Malgré son sourire, elle avait un air triste sur le visage. William la prit dans ses bras.

— Tu sais que je t'aime, petite sœur.

Fermant ses yeux, elle retourna son geste.

— Je sais. Moi aussi, grand frère. Moi aussi.

— Allez, vas-y. On aura bien l'occasion de parler de tout ça plus tard, d'accord ? Enfin...si tu en as envie.

— Oui. Merci, William.

Elle s'éloigna de lui en souriant puis emprunta l'escalier principal de la bâtisse pour descendre jusqu'au second sous-sol. William l'observa partir en silence. Une fois sa sœur hors de son champ de vision, il abaissa son regard vers le journal de leur mère. Une larme coula le long de sa joue qu'il s'empressa d'essuyer avec le dos de sa main.

Garance se rendit à l'entrée des galeries souterraines et dissipa la barrière qui masquait l'entrée.
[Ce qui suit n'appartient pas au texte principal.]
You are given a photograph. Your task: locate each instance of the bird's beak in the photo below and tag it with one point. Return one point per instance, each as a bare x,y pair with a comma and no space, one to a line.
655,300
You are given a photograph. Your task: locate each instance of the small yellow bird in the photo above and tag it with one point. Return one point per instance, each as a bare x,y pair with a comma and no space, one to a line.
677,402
La petite salle dans laquelle elle déboucha était plongée dans une semi-pénombre comme le reste des galeries alentours. Quelques malles étaient posées çà et là, en prévision de leur déménagement. Elle s'avança ensuite dans le couloir qui lui faisait face et poursuivit son chemin avant de s'arrêter à une bifurcation. Au milieu du mur se trouvait un petit écriteau en bois sur lequel l'on pouvait lire « Bibliothèque royale » et « Anciennes geôles » juste en-dessous. Une flèche montrant la direction à prendre accompagnait chacun de ces noms de lieux. La jeune femme prit donc le chemin de droite, en direction du sud. Au bout d'une dizaine de minutes, Garance pénétra dans un nouveau couloir qui la mènerait directement à l'entrée de la salle secrète de la Bibliothèque.
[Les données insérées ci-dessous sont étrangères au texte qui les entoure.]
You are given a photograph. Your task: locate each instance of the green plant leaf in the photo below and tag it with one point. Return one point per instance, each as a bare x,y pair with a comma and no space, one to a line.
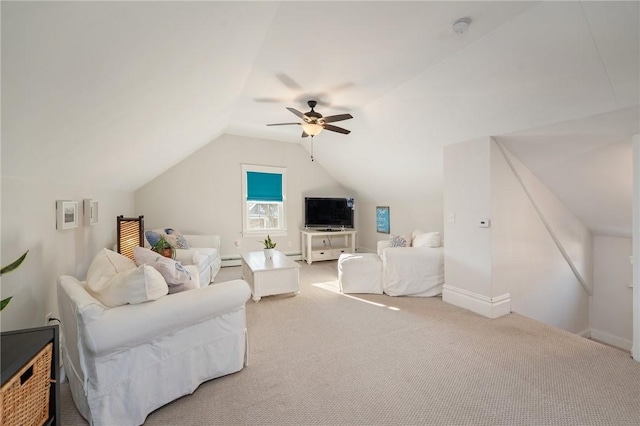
5,302
14,265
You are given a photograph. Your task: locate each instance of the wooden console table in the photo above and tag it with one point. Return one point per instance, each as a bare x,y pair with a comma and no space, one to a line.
20,347
328,245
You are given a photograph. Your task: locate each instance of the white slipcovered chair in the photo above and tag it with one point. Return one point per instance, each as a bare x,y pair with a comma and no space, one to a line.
204,252
124,362
415,270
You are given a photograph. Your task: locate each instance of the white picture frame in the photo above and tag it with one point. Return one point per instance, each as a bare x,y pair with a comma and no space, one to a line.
90,208
66,214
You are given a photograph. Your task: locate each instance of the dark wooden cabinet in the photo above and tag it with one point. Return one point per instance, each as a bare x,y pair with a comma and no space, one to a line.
18,348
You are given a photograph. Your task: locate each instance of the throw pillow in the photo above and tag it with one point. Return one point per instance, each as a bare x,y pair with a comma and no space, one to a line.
172,272
105,265
176,239
137,285
153,236
415,233
190,284
398,241
429,239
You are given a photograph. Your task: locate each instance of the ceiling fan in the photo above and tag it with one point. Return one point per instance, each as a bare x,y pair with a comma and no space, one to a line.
313,122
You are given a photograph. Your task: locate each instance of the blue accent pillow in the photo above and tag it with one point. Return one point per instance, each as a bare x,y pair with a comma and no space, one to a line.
398,241
176,239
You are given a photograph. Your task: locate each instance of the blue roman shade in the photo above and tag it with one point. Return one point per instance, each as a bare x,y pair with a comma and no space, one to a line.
264,186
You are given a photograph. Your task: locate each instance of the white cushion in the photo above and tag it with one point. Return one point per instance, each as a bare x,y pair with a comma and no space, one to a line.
428,239
415,233
132,286
172,272
360,273
192,283
106,264
399,241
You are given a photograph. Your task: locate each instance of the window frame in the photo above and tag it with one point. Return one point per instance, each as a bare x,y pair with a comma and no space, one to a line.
282,229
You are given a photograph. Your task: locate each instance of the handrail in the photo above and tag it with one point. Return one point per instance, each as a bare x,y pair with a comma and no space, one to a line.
544,220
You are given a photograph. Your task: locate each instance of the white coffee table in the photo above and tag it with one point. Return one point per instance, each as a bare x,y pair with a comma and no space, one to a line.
270,276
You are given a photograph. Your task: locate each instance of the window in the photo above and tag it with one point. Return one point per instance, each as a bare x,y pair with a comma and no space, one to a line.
264,198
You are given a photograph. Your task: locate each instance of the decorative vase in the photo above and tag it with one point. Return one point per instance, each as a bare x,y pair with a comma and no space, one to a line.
268,253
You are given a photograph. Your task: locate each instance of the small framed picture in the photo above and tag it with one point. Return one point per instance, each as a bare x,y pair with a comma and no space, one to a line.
90,208
66,214
382,219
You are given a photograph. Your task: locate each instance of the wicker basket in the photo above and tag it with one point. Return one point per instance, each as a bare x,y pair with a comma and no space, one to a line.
25,397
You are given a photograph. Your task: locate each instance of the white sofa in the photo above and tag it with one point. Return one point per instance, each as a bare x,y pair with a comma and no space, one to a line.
125,362
412,271
204,252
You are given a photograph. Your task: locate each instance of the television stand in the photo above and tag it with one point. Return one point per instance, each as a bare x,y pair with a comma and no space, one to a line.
327,244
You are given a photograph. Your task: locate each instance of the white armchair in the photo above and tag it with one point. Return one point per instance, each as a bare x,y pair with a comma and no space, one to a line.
124,362
413,271
204,252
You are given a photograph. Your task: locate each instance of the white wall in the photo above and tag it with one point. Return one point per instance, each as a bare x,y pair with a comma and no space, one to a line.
203,193
611,305
29,223
514,264
467,196
636,248
405,217
526,263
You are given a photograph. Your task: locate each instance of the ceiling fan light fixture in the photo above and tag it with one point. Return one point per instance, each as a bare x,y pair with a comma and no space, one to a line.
312,129
461,25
Garance s'arrêta puis leva son bras pour rallumer toutes les torches d'un coup. Mais dans le noir, avant qu'elle n'ait pu faire quoi que ce soit, de nouveaux murmures s'élevèrent dans la pénombre. Un frisson la parcourut. Dans un coin de son regard, elle crut apercevoir une ombre. Elle claqua des doigts et la lumière revint dans le couloir. Regardant distinctement autour d'elle, elle ne vit alors rien à même de l'alarmer. Aucune ombre ou apparition indésiré, à l'image de ce Lua qui commençait légèrement à l'irriter. Méfiante, elle poursuivit malgré tout sa route.
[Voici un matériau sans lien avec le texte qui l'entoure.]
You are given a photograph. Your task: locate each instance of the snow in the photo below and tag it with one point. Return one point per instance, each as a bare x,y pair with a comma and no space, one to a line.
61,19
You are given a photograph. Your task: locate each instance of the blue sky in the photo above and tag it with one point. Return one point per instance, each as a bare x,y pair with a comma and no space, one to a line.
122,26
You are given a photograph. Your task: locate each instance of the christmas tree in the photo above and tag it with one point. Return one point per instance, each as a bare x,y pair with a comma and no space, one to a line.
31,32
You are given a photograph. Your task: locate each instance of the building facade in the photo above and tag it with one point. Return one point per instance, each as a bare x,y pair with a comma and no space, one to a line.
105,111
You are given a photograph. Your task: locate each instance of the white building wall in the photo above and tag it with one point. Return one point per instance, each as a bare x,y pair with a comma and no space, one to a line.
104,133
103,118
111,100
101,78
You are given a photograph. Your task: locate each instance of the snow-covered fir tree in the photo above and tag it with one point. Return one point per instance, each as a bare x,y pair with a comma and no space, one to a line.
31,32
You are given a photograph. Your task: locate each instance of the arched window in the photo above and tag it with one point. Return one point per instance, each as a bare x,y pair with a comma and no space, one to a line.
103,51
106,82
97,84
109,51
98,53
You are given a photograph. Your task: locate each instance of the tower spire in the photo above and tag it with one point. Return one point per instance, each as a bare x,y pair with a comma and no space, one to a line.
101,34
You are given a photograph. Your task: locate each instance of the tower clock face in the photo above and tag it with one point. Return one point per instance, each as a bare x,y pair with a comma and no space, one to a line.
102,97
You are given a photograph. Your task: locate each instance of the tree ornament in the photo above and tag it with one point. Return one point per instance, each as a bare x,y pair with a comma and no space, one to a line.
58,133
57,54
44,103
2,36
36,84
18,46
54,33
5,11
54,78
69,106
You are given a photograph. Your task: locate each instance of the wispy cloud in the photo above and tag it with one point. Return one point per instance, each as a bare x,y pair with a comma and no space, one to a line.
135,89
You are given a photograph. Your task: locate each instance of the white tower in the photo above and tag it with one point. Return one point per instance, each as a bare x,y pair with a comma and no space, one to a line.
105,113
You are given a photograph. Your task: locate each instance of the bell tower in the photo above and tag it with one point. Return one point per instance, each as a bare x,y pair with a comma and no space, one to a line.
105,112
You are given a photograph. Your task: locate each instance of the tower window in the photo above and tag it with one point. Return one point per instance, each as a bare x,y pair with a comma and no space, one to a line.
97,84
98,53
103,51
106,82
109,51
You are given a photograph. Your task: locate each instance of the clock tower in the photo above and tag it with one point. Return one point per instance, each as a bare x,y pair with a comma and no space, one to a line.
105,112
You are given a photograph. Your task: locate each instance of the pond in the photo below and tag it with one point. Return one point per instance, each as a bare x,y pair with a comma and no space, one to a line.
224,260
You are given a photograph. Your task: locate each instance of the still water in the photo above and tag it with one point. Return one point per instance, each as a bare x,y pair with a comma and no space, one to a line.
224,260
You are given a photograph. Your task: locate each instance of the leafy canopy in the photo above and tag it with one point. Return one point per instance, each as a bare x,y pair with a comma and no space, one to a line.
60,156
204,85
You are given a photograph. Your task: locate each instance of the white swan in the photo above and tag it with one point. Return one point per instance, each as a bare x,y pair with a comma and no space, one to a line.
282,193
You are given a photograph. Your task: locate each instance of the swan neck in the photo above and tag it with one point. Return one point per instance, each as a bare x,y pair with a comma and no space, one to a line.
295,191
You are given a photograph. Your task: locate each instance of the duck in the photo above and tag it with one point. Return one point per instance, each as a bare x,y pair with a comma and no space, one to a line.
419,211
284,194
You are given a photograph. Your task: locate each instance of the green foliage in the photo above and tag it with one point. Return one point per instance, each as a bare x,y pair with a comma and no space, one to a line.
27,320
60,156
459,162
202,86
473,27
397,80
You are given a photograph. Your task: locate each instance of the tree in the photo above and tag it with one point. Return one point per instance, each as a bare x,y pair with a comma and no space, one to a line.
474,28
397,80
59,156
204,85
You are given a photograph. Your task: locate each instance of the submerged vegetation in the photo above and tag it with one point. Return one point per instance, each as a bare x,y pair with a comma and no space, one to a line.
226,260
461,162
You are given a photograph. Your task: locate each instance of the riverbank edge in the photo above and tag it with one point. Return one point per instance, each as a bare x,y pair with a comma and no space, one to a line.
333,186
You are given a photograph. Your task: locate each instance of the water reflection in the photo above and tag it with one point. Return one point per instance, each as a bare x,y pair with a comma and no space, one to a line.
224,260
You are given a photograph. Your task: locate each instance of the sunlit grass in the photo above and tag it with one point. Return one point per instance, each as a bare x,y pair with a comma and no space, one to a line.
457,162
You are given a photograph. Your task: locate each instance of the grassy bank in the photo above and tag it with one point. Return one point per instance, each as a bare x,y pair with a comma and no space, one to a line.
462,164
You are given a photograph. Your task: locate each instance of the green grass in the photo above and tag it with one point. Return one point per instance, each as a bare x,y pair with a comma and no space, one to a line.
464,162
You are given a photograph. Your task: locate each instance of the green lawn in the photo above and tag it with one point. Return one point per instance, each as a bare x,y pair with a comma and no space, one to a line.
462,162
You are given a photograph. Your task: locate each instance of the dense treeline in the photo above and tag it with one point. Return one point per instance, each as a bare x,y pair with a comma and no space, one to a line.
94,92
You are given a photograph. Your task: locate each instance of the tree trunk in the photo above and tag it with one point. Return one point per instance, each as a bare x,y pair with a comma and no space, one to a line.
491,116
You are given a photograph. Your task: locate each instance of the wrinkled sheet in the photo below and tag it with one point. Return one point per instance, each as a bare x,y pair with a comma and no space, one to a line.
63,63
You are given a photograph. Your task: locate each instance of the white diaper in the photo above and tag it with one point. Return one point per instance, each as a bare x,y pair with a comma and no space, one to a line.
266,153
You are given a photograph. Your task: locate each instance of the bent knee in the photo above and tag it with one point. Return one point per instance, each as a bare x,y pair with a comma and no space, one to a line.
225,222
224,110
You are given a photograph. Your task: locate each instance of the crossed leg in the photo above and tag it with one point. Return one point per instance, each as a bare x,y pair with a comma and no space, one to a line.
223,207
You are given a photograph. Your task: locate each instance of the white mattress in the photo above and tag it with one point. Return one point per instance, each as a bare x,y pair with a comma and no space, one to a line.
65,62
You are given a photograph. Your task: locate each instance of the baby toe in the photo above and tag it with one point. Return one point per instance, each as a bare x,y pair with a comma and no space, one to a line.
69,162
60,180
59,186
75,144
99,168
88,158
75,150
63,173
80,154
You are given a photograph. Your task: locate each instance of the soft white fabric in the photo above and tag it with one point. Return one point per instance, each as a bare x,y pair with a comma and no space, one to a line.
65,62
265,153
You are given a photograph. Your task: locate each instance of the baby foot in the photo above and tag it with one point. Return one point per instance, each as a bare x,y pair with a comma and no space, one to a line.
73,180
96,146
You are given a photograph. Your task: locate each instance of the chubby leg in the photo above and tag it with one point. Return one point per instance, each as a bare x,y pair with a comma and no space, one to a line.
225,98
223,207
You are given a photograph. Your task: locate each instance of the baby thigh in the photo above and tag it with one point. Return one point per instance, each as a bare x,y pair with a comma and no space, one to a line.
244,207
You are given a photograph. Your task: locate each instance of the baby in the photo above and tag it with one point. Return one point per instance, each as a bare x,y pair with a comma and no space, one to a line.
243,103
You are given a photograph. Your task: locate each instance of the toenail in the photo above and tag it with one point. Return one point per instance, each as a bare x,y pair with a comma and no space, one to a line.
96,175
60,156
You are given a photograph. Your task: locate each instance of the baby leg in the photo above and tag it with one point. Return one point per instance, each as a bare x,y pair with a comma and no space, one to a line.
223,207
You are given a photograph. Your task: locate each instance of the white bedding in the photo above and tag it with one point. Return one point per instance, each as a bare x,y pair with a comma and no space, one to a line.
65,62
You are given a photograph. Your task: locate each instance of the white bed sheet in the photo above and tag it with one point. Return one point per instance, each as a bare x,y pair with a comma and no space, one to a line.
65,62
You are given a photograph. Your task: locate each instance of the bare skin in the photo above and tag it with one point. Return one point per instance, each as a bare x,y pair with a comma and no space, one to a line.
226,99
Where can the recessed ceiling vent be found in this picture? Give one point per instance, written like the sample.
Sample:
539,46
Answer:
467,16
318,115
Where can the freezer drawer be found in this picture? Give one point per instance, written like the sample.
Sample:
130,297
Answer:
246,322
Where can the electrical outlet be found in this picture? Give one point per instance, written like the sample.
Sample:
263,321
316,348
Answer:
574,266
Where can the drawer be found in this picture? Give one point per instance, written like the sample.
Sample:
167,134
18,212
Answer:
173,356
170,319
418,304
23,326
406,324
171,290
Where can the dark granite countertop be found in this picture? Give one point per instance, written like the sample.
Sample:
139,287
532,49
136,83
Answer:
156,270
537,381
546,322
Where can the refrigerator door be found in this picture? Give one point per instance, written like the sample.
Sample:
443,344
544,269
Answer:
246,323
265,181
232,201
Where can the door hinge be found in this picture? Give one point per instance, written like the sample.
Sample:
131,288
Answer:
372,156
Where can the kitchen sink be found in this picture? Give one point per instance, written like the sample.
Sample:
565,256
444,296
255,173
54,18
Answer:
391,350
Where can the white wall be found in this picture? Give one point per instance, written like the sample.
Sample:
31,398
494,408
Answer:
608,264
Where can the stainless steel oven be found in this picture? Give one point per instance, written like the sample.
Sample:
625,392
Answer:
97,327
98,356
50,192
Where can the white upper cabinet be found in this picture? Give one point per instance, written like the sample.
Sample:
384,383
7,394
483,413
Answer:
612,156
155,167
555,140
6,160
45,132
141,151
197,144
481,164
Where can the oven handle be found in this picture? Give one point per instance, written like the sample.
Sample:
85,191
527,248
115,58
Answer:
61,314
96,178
Arrivant à l'entrée de la pièce, elle se saisit de la poignée du heurtoir de porte et donna trois coups. Les yeux de ce heurtoir à tête de dragon s'illuminèrent de bleu :

— Le mot de passe ? dit l'étrange objet d'une voix grave et lente.

— Les Inquisiteurs sont des imbéciles.

Une fois ces mots prononcés, le verrou se déverrouilla instantanément et la porte s'ouvrit.

Rentrant dans la pièce, Garance se dirigea immédiatement vers une chaîne qui pendait d'un trou dans le plafond. Elle tira dessus puis la relâcha. Au loin, le son grave d'une petite cloche se fit entendre. Cet autre mécanisme lui permettait d'annoncer au vieux Sage sa présence. Derrière elle, la porte se referma sans beaucoup de bruit.

Garance s’installa au centre de la salle voûtée, sur une table ronde entourée de cinq chaises, et attendit patiemment la venue d'Alan. Posant ses bras sur la table, elle y enfouit sa tête avant de fermer les yeux. Dans le noir, elle ne pensait à rien en particulier. Son esprit se concentra sur sa respiration et le silence ambiant. Elle demeura ainsi pendant quelques instants, dans un certain apaisement jusqu'à ce qu'un frisson lui parcourût à nouveau l'échine et qu'elle ne se redressa brusquement.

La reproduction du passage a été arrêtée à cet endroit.